Ralph Reiland, writing in today's Pittsburgh Tribune-Review, on the "cocky and dumb" products that are emerging from your government schools. Mr. Reiland, an economics professor at Robert Morris University, notes results from a recent survey of U.S. and South Korean students, conducted by the Brookings Institution in Washington, D.C.
According to the study, only six percent of the South Korean eighth graders expressed confidence in their math skills, compared with 39% of their American counterparts. The problem? South Korean eighth graders score far better on standardized math tests than U.S. students. "Cocky and dumb," says Professor Reiland, is hardly a formula for U.S. success in an increasingly competitive global economy.
But hey, at least our kids feel good about themselves, right? Reiland notes the steady erosion of competition and other "bad influences" that (in the past) provided harsh, but necessary feedback on student performance. In an era of "no score" ballgames, and efforts to ban booing at student sporting events, it's no wonder than Little Johnny is a dumb as a stump, but he still likes himself.
Alas, I personally attest to the veracity of Mr.

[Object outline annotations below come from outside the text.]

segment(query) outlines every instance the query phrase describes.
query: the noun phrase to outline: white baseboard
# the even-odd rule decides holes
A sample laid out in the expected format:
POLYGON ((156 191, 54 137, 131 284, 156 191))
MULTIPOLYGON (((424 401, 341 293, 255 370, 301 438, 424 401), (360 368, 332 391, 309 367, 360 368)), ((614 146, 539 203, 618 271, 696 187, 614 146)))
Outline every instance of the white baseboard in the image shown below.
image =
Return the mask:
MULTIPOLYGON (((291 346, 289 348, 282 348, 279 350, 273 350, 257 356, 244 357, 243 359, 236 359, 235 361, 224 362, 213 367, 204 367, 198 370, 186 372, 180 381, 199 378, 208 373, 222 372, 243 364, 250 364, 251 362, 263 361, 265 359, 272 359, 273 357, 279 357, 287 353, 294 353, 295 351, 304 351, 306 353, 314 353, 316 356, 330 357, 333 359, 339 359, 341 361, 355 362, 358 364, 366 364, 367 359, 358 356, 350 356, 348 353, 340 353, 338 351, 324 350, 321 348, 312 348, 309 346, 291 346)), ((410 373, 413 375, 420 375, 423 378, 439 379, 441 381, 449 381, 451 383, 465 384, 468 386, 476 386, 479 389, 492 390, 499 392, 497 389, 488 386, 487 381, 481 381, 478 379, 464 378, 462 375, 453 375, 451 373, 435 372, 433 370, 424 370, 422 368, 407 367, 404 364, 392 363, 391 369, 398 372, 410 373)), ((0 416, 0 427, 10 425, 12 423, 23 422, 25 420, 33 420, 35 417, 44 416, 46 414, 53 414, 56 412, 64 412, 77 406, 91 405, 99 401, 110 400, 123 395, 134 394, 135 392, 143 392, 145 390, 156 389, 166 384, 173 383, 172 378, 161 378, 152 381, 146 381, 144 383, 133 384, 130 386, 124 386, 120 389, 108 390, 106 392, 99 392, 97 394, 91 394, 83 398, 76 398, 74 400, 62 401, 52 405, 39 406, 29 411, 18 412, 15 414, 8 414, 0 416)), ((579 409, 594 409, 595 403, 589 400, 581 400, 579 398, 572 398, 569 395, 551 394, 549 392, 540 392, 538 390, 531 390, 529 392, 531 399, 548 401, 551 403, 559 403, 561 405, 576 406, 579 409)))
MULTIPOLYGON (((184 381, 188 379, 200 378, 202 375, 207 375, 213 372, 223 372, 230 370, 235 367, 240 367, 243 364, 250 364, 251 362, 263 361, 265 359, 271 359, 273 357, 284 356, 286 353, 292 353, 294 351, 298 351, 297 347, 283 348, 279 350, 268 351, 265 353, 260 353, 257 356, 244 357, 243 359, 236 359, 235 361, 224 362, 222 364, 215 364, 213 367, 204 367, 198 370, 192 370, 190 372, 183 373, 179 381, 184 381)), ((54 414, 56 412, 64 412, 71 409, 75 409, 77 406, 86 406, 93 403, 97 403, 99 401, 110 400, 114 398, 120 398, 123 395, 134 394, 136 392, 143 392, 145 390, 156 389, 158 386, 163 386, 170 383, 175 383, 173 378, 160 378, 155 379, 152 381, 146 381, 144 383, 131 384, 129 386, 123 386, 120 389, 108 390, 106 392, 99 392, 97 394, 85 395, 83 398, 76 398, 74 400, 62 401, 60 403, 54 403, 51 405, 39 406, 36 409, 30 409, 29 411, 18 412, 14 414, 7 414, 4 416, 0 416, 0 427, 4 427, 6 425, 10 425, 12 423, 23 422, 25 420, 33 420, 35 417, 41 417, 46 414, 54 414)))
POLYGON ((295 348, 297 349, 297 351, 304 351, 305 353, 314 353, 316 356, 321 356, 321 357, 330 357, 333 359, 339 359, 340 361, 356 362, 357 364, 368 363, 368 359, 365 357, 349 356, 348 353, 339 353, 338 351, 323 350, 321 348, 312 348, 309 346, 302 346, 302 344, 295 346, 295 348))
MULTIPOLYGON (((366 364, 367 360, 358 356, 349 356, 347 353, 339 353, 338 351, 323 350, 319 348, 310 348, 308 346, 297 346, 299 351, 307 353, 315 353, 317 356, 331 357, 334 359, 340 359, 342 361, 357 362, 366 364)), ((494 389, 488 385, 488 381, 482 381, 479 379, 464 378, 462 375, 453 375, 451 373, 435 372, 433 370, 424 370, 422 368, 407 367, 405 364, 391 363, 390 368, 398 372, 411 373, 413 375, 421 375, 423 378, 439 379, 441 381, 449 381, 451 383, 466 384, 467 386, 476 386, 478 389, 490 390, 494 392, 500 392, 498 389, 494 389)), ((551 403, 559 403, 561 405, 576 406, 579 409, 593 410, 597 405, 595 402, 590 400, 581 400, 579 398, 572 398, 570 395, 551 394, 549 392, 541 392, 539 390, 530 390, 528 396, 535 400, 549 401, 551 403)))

Reiland's observations. After retiring from the military, I worked for a while as a middle school teacher in the south. Both districts where I worked were underfunded, and many of my students came from poor families. Preparing my students for state achievement tests, I was appalled at their basic skills, or more correctly, the lack thereof. In one school system, the majority of my seventh graders couldn't handle three-place addition or multiplication; division was an alien concept, and pre-algebra concepts proved simpy beyond their grasp. Yet, few had self-esteem problems regarding their school work; more than a few expressed shock and dismay when I handed back a practice test bleeding red ink, with a score in the single digits.
But in hindsight, perhaps I should have expect those excessive levels of self-confidence. The school had its own self-esteem curriculum, complete with an after-school program run by a former special forces NCO. While the program had its merits, it also had an obvious drawback, namely a lack of emphasis on the consequences of long-term actions. Simply stated, our students felt good playing basketball with their buddies in the gym, but no one bothered to explain the "life" consequences of missing that jump shot, versus being unable to keep track of a checkbook, or fill out a job application. For the record, I was one of the few faculty members who didn't participate in the afterschool sessions; most of my colleagues did it for the supplemental pay. When asked about the "value" of the program and the false confidence it instilled, they simply shrugged.
Sadly, I know exactly where Mr. Reiland is coming from. More distressingly, there's no sign that the education establishment is prepared to abandon such efforts in favor of tried-and-true competition based models that stress actual learning and academic achievement. If ignorance is bliss, there are lots of happy school kids across America, and what's more, they feel really good about it.